本号が刊行された57年は、ミシェル・タピエの来日によって日本の美術界に「アンフォルメル旋風」が吹き荒れ、読売アンデパンダン展が「反芸術」の牙城として急進化し始めた時代だった。誌面は大きく3章に分かれており、第1章にはアンフォルメル旋風を手引きした岡本太郎の評論「現代美術の背後にあるもの」があてがわれている。続く第2章の「現代美術の世界の状況」ではピカソからポロックに至るまで、当時最新の現代美術がカタログ的に紹介される。それはあくまでも総花的な紹介であり、それ以前の「手帖」的な性格が色濃く反映されているが、問題となるのは続く第3章である。
国外の巨匠が淡々と並べられた前章に対して、第3章の「現代作家の制作方法」では、国内の現役作家8名の制作が、生々しい撮り下ろし写真と作家自身の言葉によって紹介される。そのなかには本号の中心人物である岡本も含まれるが、注目したいのは駒井哲郎と河原温のパートだ。
まず、岡本は自身のパートのなかで「芸術の衝動」の重要性を説き、それゆえに「あらゆることを私はやる」と高らかに宣言している。こうした主張は当時岡本が各所で繰り返していたものだが、まるでその内容を予期していたかのように、駒井は「純粋に自分のやりたい仕事だけをやっていられる人は、幸運」と辛辣に述べる。さらに最若手にあたる河原は「岡本太郎さんの対極主義についての私のささやかな意見をのべてみたいと思います」と切り出すとともに「対極主義とその実際の作品との関係、対極主義の理論的構造については、まったく意見らしい意見もだされていない」「対極主義理論そのものにも多くの欠陥があった」などと歯に衣着せぬ論戦をけしかけている。

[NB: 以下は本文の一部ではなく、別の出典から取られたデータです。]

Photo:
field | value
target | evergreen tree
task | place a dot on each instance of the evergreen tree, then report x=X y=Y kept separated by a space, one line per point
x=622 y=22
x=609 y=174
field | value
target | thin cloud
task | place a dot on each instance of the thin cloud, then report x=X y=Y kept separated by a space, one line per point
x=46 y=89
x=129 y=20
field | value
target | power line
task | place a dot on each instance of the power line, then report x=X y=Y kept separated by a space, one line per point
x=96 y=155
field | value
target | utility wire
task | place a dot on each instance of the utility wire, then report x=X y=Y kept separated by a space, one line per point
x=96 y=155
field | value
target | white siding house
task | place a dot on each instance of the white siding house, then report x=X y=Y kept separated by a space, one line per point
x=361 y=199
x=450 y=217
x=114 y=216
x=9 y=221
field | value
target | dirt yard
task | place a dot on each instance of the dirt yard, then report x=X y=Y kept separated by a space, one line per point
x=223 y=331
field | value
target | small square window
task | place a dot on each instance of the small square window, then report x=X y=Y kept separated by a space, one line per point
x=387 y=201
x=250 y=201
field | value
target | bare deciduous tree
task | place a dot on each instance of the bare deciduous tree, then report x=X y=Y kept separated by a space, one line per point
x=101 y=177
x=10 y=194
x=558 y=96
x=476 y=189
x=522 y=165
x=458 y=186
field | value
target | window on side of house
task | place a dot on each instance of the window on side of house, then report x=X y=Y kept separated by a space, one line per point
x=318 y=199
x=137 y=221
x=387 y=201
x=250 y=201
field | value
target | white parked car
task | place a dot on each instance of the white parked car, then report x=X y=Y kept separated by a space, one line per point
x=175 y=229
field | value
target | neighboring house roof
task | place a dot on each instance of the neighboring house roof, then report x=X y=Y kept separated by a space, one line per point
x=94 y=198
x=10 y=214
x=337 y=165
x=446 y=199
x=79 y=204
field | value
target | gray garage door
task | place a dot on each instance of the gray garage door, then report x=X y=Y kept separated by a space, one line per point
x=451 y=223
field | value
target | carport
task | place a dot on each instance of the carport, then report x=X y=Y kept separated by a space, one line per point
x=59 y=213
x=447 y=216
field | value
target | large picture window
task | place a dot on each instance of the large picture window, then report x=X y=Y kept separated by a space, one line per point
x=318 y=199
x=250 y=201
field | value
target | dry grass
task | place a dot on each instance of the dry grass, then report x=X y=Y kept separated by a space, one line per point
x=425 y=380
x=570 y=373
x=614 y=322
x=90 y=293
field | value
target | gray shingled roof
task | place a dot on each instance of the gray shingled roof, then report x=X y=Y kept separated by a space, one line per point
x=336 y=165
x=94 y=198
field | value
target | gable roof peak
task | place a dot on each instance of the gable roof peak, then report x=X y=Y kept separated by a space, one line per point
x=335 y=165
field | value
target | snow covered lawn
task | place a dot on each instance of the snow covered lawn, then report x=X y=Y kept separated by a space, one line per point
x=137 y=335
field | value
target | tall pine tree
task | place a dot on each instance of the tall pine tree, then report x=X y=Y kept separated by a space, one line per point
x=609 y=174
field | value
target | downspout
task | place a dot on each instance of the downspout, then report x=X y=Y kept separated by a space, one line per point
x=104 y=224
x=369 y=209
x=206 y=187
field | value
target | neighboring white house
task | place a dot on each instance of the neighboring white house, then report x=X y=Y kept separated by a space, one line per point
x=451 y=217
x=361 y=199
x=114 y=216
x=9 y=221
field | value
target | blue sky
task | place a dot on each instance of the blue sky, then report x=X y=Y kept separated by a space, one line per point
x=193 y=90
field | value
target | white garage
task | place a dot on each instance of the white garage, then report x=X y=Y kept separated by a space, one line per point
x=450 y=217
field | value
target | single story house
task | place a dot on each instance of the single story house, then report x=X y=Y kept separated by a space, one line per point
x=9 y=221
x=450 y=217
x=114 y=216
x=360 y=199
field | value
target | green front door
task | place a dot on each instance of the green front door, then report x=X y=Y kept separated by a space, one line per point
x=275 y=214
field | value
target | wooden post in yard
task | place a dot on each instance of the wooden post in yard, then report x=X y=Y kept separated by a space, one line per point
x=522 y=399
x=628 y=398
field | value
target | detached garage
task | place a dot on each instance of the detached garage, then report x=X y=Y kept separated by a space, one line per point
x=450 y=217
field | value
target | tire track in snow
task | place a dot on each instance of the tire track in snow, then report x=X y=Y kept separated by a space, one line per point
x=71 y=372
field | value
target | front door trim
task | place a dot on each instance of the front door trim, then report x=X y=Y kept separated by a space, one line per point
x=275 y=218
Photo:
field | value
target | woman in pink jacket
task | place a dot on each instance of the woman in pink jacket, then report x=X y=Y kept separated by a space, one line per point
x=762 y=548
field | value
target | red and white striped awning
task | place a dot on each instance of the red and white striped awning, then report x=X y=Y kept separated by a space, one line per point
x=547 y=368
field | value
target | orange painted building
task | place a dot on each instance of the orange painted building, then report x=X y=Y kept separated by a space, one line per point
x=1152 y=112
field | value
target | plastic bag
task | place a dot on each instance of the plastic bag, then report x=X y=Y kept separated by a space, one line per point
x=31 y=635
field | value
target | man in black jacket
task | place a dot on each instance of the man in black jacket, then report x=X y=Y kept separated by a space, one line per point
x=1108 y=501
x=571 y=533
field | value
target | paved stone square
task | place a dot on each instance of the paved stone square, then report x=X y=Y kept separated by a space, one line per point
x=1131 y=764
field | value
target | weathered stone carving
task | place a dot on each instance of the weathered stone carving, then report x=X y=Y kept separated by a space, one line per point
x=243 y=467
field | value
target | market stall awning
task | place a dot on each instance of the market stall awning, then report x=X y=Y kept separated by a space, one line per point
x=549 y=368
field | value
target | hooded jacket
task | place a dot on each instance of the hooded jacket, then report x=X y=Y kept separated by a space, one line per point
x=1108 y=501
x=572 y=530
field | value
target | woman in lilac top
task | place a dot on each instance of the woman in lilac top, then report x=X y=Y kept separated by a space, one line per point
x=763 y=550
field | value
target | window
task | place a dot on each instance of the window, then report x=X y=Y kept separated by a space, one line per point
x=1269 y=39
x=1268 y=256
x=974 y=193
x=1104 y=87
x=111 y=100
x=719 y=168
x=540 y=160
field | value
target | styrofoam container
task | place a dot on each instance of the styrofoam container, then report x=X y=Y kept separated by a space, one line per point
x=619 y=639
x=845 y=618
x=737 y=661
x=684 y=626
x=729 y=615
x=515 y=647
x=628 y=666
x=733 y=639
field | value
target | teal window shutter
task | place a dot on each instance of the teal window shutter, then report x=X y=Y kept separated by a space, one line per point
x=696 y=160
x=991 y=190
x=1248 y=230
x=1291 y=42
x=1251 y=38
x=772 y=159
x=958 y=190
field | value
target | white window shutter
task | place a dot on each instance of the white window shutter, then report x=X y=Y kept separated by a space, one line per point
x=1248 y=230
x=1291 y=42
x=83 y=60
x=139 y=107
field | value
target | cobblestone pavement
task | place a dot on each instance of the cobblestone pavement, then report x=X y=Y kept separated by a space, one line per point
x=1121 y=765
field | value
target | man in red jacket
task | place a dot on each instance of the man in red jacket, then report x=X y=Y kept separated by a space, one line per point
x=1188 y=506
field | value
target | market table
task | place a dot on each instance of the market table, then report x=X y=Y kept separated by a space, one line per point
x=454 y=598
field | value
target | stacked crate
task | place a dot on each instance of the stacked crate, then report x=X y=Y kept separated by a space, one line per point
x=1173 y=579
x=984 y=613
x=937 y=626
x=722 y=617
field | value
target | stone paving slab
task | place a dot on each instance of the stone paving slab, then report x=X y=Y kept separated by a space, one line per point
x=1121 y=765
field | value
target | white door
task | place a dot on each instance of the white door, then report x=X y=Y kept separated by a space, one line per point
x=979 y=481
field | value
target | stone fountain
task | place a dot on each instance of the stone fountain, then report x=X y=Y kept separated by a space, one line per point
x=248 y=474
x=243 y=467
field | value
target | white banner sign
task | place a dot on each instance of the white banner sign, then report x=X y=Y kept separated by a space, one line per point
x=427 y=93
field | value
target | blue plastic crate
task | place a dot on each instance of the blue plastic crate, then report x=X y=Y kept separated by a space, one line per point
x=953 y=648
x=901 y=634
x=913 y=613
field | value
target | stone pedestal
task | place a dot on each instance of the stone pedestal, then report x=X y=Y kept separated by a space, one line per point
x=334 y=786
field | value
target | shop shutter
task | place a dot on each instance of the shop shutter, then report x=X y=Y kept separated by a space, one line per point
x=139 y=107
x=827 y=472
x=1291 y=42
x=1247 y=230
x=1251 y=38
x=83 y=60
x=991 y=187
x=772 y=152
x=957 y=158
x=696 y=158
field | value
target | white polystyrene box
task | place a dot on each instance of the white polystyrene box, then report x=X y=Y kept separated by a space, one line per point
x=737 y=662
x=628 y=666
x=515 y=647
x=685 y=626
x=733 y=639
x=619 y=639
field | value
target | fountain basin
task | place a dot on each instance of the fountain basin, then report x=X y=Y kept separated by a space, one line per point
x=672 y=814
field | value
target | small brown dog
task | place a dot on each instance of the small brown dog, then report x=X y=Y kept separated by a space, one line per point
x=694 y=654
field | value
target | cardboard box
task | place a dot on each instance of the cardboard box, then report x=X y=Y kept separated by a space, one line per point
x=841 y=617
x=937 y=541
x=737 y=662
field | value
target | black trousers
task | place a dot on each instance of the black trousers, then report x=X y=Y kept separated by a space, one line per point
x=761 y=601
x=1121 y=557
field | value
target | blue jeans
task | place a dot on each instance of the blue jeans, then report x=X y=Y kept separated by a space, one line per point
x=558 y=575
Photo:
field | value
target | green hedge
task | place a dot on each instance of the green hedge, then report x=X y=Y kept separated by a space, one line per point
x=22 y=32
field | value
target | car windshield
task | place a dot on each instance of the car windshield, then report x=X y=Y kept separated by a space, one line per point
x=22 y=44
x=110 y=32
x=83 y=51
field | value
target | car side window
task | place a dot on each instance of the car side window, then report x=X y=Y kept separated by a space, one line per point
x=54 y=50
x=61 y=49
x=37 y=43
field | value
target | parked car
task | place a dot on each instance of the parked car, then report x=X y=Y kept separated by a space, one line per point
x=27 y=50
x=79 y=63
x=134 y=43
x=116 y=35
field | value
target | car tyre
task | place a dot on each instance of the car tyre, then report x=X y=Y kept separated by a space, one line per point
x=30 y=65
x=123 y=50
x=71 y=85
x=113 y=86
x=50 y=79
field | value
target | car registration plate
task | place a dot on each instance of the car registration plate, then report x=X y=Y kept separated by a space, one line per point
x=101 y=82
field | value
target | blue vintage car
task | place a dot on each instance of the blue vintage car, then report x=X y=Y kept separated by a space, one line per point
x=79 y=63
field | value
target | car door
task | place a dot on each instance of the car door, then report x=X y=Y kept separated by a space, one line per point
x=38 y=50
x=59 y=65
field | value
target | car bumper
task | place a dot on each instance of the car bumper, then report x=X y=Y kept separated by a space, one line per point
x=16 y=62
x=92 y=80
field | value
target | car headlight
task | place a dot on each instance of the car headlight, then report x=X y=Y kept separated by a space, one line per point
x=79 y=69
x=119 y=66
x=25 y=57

もちろん、このように論争的な状況は編集側が企図したものではなかった。そうではなく、各作家へ平等に誌面が与えられたことで可能になった「アーティストの暴走」だったのである。「手帖」らしいフラットな構成だからこそ生まれた「手帖」らしからぬ不穏な雰囲気──『美術手帖』を現代美術の最前線へと押し上げた契機には、こうした想定外の空気があったのだ。そしてじつのところ筆者は、現在の『美術手帖』からはこうした「暴走」が消えつつあり、57年より前の「手帖」へと戻り始めていると感じている。